Based on the latest decision of the Belgian DPA, all these organisations run the risk of fines, having demonstrated a “high degree of negligence” in appointing their head of compliance/legal as DPO.

2. Belgian Data Processing Authority ruling

Following an investigation triggered by a data breach, the DPA’s Inspection Service alleged that the defendant did not comply with article 38.6 GDPR because it appointed its Head of Compliance, Risk and Audit as DPO.

The defendant argued that there was no conflict of interest between these roles, to the extent that the DPO was not involved in any decision-making around the processing of personal data.
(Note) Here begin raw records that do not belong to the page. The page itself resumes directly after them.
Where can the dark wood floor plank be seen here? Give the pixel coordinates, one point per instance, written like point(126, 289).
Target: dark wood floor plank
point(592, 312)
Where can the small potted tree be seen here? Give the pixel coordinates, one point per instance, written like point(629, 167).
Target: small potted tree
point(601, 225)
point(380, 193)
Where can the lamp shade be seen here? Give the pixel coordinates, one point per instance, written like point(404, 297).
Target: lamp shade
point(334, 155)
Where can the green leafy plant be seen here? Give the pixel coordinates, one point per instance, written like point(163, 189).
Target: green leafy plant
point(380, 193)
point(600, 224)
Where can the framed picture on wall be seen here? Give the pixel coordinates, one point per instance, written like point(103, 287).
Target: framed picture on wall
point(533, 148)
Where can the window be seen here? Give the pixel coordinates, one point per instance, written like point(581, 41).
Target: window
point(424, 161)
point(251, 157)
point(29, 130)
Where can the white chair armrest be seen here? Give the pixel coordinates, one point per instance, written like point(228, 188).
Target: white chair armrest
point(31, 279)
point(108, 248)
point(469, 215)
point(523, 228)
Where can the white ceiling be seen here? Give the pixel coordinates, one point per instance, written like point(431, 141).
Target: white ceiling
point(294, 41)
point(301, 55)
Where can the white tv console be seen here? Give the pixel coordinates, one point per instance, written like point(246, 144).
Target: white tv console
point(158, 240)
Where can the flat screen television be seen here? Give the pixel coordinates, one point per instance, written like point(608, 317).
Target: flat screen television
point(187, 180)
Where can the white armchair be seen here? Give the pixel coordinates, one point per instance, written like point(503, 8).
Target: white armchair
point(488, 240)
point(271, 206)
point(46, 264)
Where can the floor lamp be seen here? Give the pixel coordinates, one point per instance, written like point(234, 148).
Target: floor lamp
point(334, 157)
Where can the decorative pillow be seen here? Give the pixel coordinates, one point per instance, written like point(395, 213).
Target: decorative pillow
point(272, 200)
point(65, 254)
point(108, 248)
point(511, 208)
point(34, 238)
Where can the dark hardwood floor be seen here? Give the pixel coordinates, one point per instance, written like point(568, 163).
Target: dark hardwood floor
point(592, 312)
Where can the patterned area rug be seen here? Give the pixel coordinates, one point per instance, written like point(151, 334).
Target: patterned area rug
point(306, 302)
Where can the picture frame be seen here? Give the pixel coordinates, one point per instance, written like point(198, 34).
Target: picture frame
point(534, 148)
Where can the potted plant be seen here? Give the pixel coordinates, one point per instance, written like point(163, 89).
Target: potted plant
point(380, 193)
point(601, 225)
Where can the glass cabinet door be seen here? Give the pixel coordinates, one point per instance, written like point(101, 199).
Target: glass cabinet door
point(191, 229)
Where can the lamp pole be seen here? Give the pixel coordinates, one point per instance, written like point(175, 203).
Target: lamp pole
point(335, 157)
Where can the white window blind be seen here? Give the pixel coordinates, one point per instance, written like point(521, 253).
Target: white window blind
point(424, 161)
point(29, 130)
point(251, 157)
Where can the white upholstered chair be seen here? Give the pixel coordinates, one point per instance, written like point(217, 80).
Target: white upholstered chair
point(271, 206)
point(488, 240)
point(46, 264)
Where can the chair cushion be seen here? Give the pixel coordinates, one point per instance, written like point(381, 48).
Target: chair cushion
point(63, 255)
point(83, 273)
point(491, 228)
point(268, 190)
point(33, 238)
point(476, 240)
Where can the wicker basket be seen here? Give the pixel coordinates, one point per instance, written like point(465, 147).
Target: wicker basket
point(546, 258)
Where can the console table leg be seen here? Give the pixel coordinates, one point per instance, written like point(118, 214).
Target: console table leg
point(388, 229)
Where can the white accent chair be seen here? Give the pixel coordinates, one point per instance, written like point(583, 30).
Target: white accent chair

The DPA disagreed, pointing out that in its capacity of Head of Compliance, Risk and Audit, the DPO was the end-responsible for the processing of personal data in the context of the organisation’s compliance, risk and audit activities. As a result, the DPA ruled that it was impossible for the DPO to exercise any independent oversight on these processing activities.

On the basis of the fact that “the concept of the DPO is not new and has been existing since long in many Member States and many organisations” (although it did not exist in Belgium before the adoption of the GDPR), the DPA’s Dispute Chamber concluded that in combining these roles, the defendant acted with a “significant degree of negligence”.

The defendant was convicted to resolve the conflict of interest and was fined an amount of 50.000 EUR. The amount of the fine may seem insignificant (approximately 0.001% of annual turnover) but it is by far the highest administrative fine imposed by the Belgian DPA so far.